For the curious regarding the computer science aspects: For the linear least-squares I have between 500 and 60000 multivariate data points with dimensionality between 2 and 64 - it is very case depended. I have to run between 50.000 and 1 million of those linear-least-squares (maybe later even more.)
What I have tried so far (an example): Polynomial approximation
(I am not interested in the Gaussian, this is just an example.)
For example, Gaussian normal distribution $$ a_g \cdot \exp(-0.5 \cdot ((x-\mu)/\sigma)^2) + b_g $$ is linear in $a,b$, but not $\mu,\sigma$, where $\Theta = (a_g,\mu,\sigma,b_g)$, while the quadratic function $$ -a_q \cdot (x-\mu)^2 + b_q $$ is linear in all it parameters $\Theta = (a_q,\mu,b_q)$ and it somewhat approximates the Gaussian close to $\mu$, but not at all otherwise.
This gave me the idea to use Taylor series expansion (omitting subscript) \begin{align} &a \cdot \exp(-0.5 \cdot (x-\mu)^2/\sigma^2) + b \\ =\ & a \cdot \exp(-0.5 \cdot (x_0-\mu)^2/\sigma^2) + b \\ -\ & a \cdot \exp(-0.5 \cdot (x_0-\mu)^2/\sigma^2) \cdot (x_0-\mu)/\sigma^2 \cdot (x-x_0) \end{align} which obviously does not produce a function that is linear in the parameters.
So I had the idea to use Taylor expansion on the parameters $\mu,\sigma$ instead, but I would not know at which point $\Theta_0$
\begin{align} &a \cdot \Big( \exp(-0.5 \cdot (x-\mu)^2/\sigma^2) \Big) + b \\ =\ a \cdot \Big( & \exp(-0.5 \cdot (x-\mu_0)^2/\sigma_0^2) \\ & + \exp(-0.5 \cdot (x-\mu_0)^2/\sigma_0^2) \cdot (x-\mu_0)/\sigma_0^2 \cdot (\mu-\mu_0) \\ & + \exp(-0.5 \cdot (x-\mu_0)^2/\sigma_0^2) \cdot (x-\mu_0)^2/\sigma_0^3 \cdot (\sigma-\sigma_0) \Big) + b \end{align}
However, I need to have a good guess for $\Theta_0$.
What I have tried so far (an example): Non-polynomial approximation
Another option to approximate $$ a_g \cdot \exp(-0.5 \cdot ((x-\mu)/\sigma)^2) + b_g $$ would be to use another Gaussian $$ a_g \cdot \exp(-0.5 \cdot x^2) + b_g $$ which would approximate the original Gaussian well, if the original values of $\mu,\sigma$ are close to $0,1$, respectively.

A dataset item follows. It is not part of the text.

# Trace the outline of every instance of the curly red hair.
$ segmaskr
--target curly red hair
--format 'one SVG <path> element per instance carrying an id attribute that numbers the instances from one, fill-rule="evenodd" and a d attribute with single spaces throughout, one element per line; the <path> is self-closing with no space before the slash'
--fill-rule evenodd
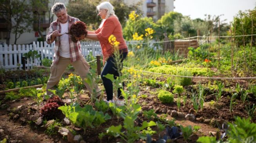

That gave me the idea to use an approximation that is, unlike Taylor expansion, not restricted to polynomial terms (and thus a relaxation of constraints), but which must be linear in its model parameters everywhere (thus adding constraints), unlike Taylor, which needs to be cut off after the first-derivative-terms.
Maybe such an approximation might not require a $\Theta_0$?
In case the question cannot be answered in general...
... (which would bring the greatest advantage to the community though):
I am currently mostly interested in the function $$ f(x, \Theta) = a \cdot \exp(-0.5 \cdot ((x-\mu)/\sigma)^2) − \log\left(((x-\mu)/\sigma)^2 + 1\right) + b $$ where $\Theta = (a_q,\mu,\sigma,b_q)$.